Zero-Mean Convolutions for Level-Invariant Singing Voice Detection

This is the implementation of the experiments presented in the paper "Zero-Mean Convolutions for Level-Invariant Singing Voice Detection" by Jan Schlüter and Bernhard Lehner at the 19th International Society for Music Information Retrieval conference (ISMIR 2018). [Paper, BibTeX]

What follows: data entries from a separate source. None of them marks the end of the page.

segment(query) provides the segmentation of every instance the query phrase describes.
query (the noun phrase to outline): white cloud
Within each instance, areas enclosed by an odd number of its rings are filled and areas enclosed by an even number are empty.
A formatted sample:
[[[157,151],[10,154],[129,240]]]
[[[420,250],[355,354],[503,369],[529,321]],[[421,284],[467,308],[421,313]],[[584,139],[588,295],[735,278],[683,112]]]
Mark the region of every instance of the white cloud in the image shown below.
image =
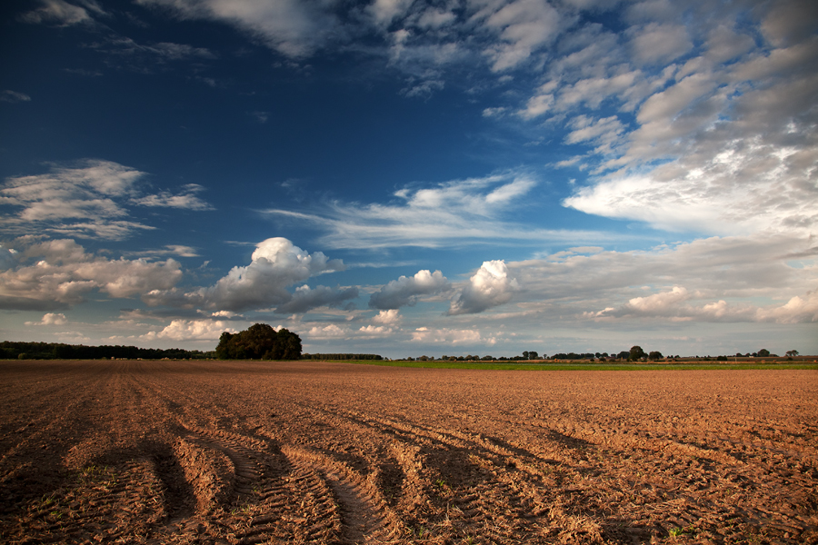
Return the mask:
[[[687,29],[682,25],[651,23],[633,30],[631,46],[634,58],[641,63],[673,61],[693,48]]]
[[[77,166],[54,165],[46,174],[6,179],[0,189],[0,205],[16,213],[0,224],[18,233],[46,230],[63,236],[122,240],[136,230],[154,227],[130,221],[126,204],[206,209],[195,196],[200,186],[191,184],[181,195],[140,194],[145,173],[111,161],[85,160]]]
[[[494,7],[494,6],[492,6]],[[487,15],[484,25],[498,33],[499,41],[484,50],[492,60],[492,70],[501,72],[526,61],[537,49],[551,43],[564,21],[544,0],[515,0]]]
[[[484,262],[449,306],[448,314],[473,314],[508,302],[518,288],[503,260]]]
[[[317,224],[327,232],[319,242],[333,248],[434,248],[484,240],[599,242],[609,238],[602,233],[537,229],[516,223],[524,197],[535,185],[527,174],[509,173],[402,189],[394,193],[398,202],[388,204],[328,203],[322,206],[320,216],[284,209],[261,212]]]
[[[324,326],[313,326],[304,334],[304,339],[309,341],[335,340],[347,338],[351,334],[348,328],[342,328],[334,323],[330,323]]]
[[[488,344],[497,342],[492,335],[484,336],[475,329],[449,329],[419,327],[412,332],[413,342],[435,344]]]
[[[196,193],[204,191],[198,183],[188,183],[182,187],[182,193],[173,194],[170,192],[162,192],[155,195],[145,195],[131,202],[141,206],[156,206],[163,208],[184,208],[187,210],[214,210],[213,206],[205,203]]]
[[[314,306],[339,304],[355,297],[357,292],[353,288],[335,293],[319,286],[315,290],[302,288],[294,296],[287,288],[311,276],[344,269],[341,260],[329,260],[321,252],[310,254],[287,239],[275,237],[258,243],[249,265],[234,267],[213,286],[187,292],[155,290],[143,296],[143,301],[151,305],[234,312],[283,305],[289,309],[283,312],[305,312]]]
[[[373,293],[369,298],[369,306],[384,310],[412,306],[419,297],[437,294],[447,288],[446,277],[440,271],[418,271],[414,276],[401,276]]]
[[[609,307],[585,316],[594,320],[621,320],[633,318],[663,318],[673,322],[772,322],[801,323],[818,322],[818,292],[805,297],[794,296],[785,304],[758,306],[748,302],[728,303],[723,299],[698,303],[687,302],[701,299],[683,287],[660,292],[646,297],[634,297],[620,308]]]
[[[542,320],[804,322],[813,316],[813,244],[713,237],[644,252],[562,252],[508,269],[520,284],[515,306]]]
[[[147,339],[170,339],[171,341],[215,341],[224,332],[238,332],[227,327],[220,320],[174,320],[157,333],[144,335]]]
[[[385,325],[364,325],[358,329],[358,332],[364,337],[389,337],[394,330]]]
[[[43,316],[40,322],[26,322],[25,325],[65,325],[68,323],[65,314],[62,312],[48,312]]]
[[[0,272],[0,306],[14,309],[75,304],[94,291],[128,298],[152,290],[166,290],[181,278],[173,259],[153,263],[145,259],[108,260],[94,257],[73,240],[32,244],[23,254],[40,259],[35,264]]]
[[[310,288],[307,285],[303,285],[296,288],[292,299],[278,306],[275,309],[275,312],[280,314],[303,313],[323,306],[339,307],[351,299],[355,299],[357,296],[357,288],[335,291],[326,286]],[[354,306],[354,303],[348,304]],[[350,307],[347,306],[346,308]]]
[[[380,311],[378,314],[372,319],[374,323],[381,323],[383,325],[398,325],[402,320],[403,317],[401,316],[401,312],[397,309]]]

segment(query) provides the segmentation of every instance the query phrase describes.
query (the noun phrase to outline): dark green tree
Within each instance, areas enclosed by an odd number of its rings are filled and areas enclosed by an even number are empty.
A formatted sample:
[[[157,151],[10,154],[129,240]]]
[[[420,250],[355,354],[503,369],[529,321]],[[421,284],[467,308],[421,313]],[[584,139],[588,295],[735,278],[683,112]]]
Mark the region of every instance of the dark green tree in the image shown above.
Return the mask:
[[[220,360],[298,360],[301,338],[284,328],[276,332],[266,323],[255,323],[239,333],[222,333],[216,357]]]
[[[641,346],[636,345],[631,347],[631,352],[628,352],[628,358],[630,358],[632,362],[638,362],[642,358],[647,358],[647,354],[644,353],[644,351],[642,350]]]

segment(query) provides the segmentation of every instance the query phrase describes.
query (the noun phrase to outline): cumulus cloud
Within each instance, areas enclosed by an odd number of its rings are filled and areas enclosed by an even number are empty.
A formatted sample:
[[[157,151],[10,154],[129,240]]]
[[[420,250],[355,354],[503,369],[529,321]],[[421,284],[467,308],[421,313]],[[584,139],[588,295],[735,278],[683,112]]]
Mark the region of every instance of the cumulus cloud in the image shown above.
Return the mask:
[[[484,262],[452,302],[447,313],[454,316],[482,312],[511,301],[517,288],[517,281],[509,276],[504,261]]]
[[[803,323],[818,322],[818,295],[808,292],[796,295],[785,304],[753,305],[728,303],[723,299],[710,302],[688,302],[699,299],[686,289],[674,286],[670,292],[659,292],[645,297],[634,297],[619,308],[609,307],[585,316],[594,320],[663,318],[673,322],[772,322]]]
[[[85,252],[73,240],[29,245],[17,266],[0,272],[0,307],[53,310],[85,300],[99,291],[128,298],[172,288],[181,278],[178,262],[109,260]],[[36,261],[34,264],[28,262]]]
[[[329,325],[315,325],[304,334],[310,341],[336,340],[349,337],[352,332],[346,327],[340,327],[334,323]]]
[[[434,342],[436,344],[488,344],[497,342],[494,335],[483,335],[476,329],[450,329],[419,327],[412,332],[414,342]]]
[[[756,234],[648,251],[575,248],[508,269],[521,286],[517,308],[542,320],[805,322],[816,287],[813,243]]]
[[[354,303],[344,302],[358,296],[357,288],[346,288],[345,290],[333,290],[326,286],[310,288],[303,285],[295,289],[293,298],[287,302],[279,305],[275,309],[276,313],[303,313],[318,307],[340,307],[349,310]],[[352,306],[350,306],[352,305]]]
[[[145,173],[111,161],[85,160],[75,166],[54,165],[45,174],[6,179],[0,188],[0,206],[15,210],[0,219],[18,233],[43,230],[62,236],[122,240],[136,230],[154,227],[131,221],[129,203],[205,210],[209,205],[188,185],[182,194],[143,195]]]
[[[446,277],[440,271],[418,271],[414,276],[401,276],[373,293],[369,298],[369,306],[373,309],[412,306],[419,297],[440,293],[447,288]]]
[[[365,338],[389,337],[394,330],[385,325],[364,325],[358,329],[359,336]]]
[[[25,325],[65,325],[68,323],[65,314],[48,312],[39,322],[26,322]]]
[[[238,332],[220,320],[174,320],[161,332],[150,332],[144,339],[169,339],[171,341],[215,341],[222,333]]]
[[[397,309],[389,309],[388,311],[380,311],[372,321],[374,323],[383,325],[397,325],[401,322],[403,317]]]
[[[251,263],[236,266],[215,284],[191,292],[155,290],[143,301],[151,305],[204,307],[240,312],[268,306],[287,305],[289,311],[305,312],[314,306],[339,304],[357,296],[354,288],[334,292],[319,286],[302,288],[294,295],[287,288],[311,276],[344,269],[341,260],[330,260],[321,252],[312,254],[285,238],[270,238],[255,247]]]

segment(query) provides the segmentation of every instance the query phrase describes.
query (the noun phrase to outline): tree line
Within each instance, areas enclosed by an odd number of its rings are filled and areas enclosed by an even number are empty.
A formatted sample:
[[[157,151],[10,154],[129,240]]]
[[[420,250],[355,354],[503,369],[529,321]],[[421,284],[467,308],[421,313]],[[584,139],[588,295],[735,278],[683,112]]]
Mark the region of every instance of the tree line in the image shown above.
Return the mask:
[[[214,352],[181,348],[139,348],[137,346],[65,344],[63,342],[25,342],[4,341],[0,342],[3,360],[203,360],[213,358]]]

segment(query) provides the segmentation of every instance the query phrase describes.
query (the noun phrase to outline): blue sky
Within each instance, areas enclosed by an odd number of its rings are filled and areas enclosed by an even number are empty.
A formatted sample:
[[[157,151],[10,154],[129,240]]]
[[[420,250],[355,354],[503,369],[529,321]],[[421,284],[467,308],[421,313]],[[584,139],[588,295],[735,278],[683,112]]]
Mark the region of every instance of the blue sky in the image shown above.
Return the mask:
[[[0,337],[818,353],[812,2],[6,2]]]

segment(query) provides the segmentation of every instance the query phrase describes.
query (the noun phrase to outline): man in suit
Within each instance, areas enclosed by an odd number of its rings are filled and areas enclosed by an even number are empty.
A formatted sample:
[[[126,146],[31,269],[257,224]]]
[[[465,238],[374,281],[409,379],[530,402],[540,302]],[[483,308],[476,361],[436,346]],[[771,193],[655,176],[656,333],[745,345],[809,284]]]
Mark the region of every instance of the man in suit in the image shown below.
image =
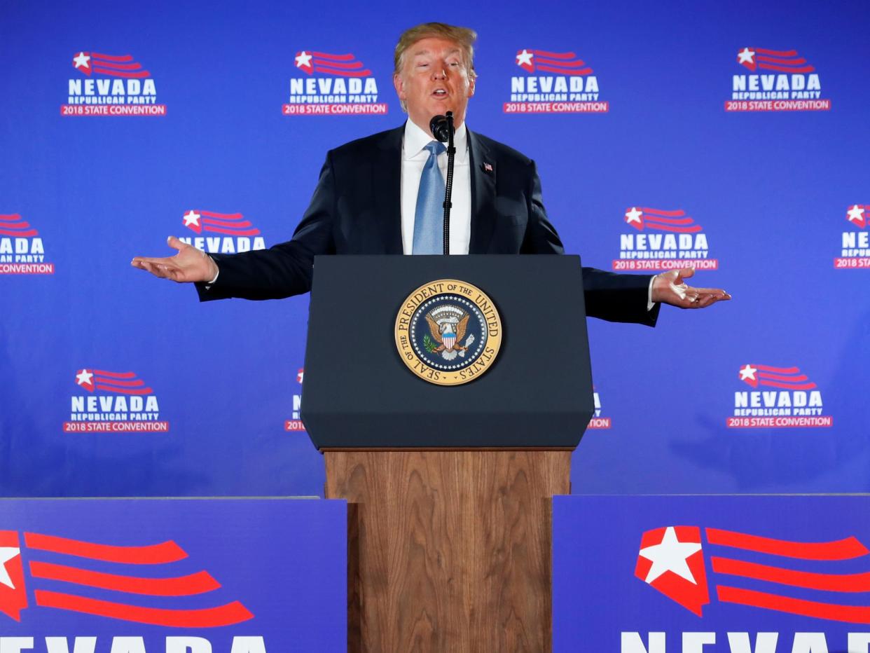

Specifically, it includes experiments for predicting singing voice solely from framewise total magnitudes, and for making a CNN-based singing voice detector invariant to the sound level.

Preliminaries

The code requires the following software:

Python 2.7+ or 3.4+
Python packages: numpy, scipy, Theano, Lasagne
bash or a compatible shell with wget and tar
ffmpeg or avconv

For better performance, the following Python packages are recommended:

pyfftw (for much faster spectrogram computation)
scipy version 0.15+ (to allow time stretching and pitch shifting augmentations to be parallelized by multithreading, not only by multiprocessing, scipy/scipy#3943)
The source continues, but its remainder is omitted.